NPR’s Greg Rosalsky is currently facing this issue as he searches for a vehicle after his truck was stolen. After going through a frankly exhausting search for a vehicle only to have it topped off by duplicitous sales tactics, he decided to look into the rise of the stealership.
These sales tactics usually target a certain type of person. From the story:
A slew of economic studies has found patterns in who bears the brunt of this pricing strategy. It’s not pretty. For example, a number of studies find that dealerships tend to charge people of color more than white folks. Another study finds that older people tend to be charged higher prices than younger people, and that older women tend to be charged the highest price of all.
One study found that dealerships tend to treat a buyer’s decision to trade in their used car like a neon sign on their foreheads, flashing, “Charge me more!” That’s because trading in your used car, while easier than selling it directly, also fetches less money. Dealerships apparently see this as an indicator that you’re either unsavvy or willing to burn cash — so they jack up the price of the car they sell to you. The type of car you trade in also offers a wealth of information on how much they can charge.
As we’ve noted here before, dealership inventories are extremely low. People scooped up cars at every possible opportunity during the COVID-19 pandemic, but plant closures and supply chain hiccups mean automakers are still struggling to build enough cars to satisfy that hunger. NPR chatted with Cox Automotive executive analyst Michelle Krebs, who noted that this is the first time in her career that most dealerships are charging exactly or more than MSRP.

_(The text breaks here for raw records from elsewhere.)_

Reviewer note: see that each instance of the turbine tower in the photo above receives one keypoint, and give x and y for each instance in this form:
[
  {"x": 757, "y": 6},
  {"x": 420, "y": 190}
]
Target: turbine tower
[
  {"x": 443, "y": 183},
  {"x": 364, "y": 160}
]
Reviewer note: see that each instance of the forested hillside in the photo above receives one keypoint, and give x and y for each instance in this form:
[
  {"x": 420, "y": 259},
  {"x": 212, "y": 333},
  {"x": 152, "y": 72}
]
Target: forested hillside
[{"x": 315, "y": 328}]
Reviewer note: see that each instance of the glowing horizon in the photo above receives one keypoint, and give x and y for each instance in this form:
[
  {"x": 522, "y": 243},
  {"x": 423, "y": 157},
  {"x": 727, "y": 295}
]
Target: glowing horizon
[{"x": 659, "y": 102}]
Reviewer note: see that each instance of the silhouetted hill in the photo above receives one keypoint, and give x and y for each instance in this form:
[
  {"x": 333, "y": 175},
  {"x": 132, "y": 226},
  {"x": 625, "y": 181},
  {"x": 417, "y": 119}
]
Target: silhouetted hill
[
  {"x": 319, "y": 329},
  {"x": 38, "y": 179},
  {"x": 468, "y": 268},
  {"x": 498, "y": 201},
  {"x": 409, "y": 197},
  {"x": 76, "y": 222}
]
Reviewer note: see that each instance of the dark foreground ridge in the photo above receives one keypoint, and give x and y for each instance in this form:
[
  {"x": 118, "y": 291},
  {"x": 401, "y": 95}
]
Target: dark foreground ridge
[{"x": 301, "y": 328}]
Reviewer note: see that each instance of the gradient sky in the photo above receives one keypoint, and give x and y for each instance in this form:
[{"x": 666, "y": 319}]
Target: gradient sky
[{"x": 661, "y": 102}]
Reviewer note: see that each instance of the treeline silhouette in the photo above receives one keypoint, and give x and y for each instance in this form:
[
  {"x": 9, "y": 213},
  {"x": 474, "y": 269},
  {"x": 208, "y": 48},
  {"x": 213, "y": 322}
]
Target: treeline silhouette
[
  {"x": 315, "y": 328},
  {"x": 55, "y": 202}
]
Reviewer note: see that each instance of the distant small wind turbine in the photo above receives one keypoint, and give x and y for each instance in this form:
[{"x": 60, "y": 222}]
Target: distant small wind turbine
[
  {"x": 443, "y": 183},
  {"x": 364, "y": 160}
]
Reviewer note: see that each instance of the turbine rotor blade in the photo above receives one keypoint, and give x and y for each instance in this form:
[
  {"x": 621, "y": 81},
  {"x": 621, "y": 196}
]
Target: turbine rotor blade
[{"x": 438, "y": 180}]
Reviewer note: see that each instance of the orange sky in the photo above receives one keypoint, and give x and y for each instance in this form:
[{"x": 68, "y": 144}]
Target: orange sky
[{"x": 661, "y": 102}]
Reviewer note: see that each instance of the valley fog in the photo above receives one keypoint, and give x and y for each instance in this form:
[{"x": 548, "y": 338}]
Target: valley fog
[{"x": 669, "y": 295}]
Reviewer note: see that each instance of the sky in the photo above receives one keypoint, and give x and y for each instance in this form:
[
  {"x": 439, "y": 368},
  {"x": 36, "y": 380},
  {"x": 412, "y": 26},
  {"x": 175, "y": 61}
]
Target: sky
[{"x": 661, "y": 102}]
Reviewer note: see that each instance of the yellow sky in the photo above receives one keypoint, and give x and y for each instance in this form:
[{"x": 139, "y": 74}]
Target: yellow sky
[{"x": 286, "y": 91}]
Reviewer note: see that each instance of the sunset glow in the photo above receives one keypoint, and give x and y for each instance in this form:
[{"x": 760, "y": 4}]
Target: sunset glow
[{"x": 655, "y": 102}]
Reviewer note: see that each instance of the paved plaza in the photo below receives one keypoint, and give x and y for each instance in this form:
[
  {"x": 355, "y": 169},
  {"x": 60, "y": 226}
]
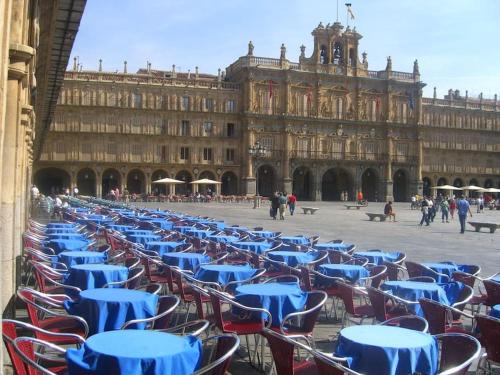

In the past, so-called stealerships were a little bit more difficult to come by. If you felt like you got screwed over by a dealership, you wouldn’t come back, and you’d tell your friends not to go there. Shady sales tactics had repercussions.
Now, though, just about everyone knows they can get away with charging a ton of extra money, so just about everyone is happy to do so. After all, if you’re not getting enough vehicles to satisfy customer demand, you’re probably going to want to make up for those lost funds somewhere.
The full NPR story is worth a read. It digs into the traditional automaker-to-dealership pipeline and also shows how some automakers like Tesla and Rivian are trying to skirt those rules. It also explains how lobbying groups like the National Automobile Dealers Association are hesitant to change a status quo that benefits the dealerships it represents. There’s a whole slew of political and financial reasons these stealerships are able to do what they do — and the first step to countering their tactics is to know about them.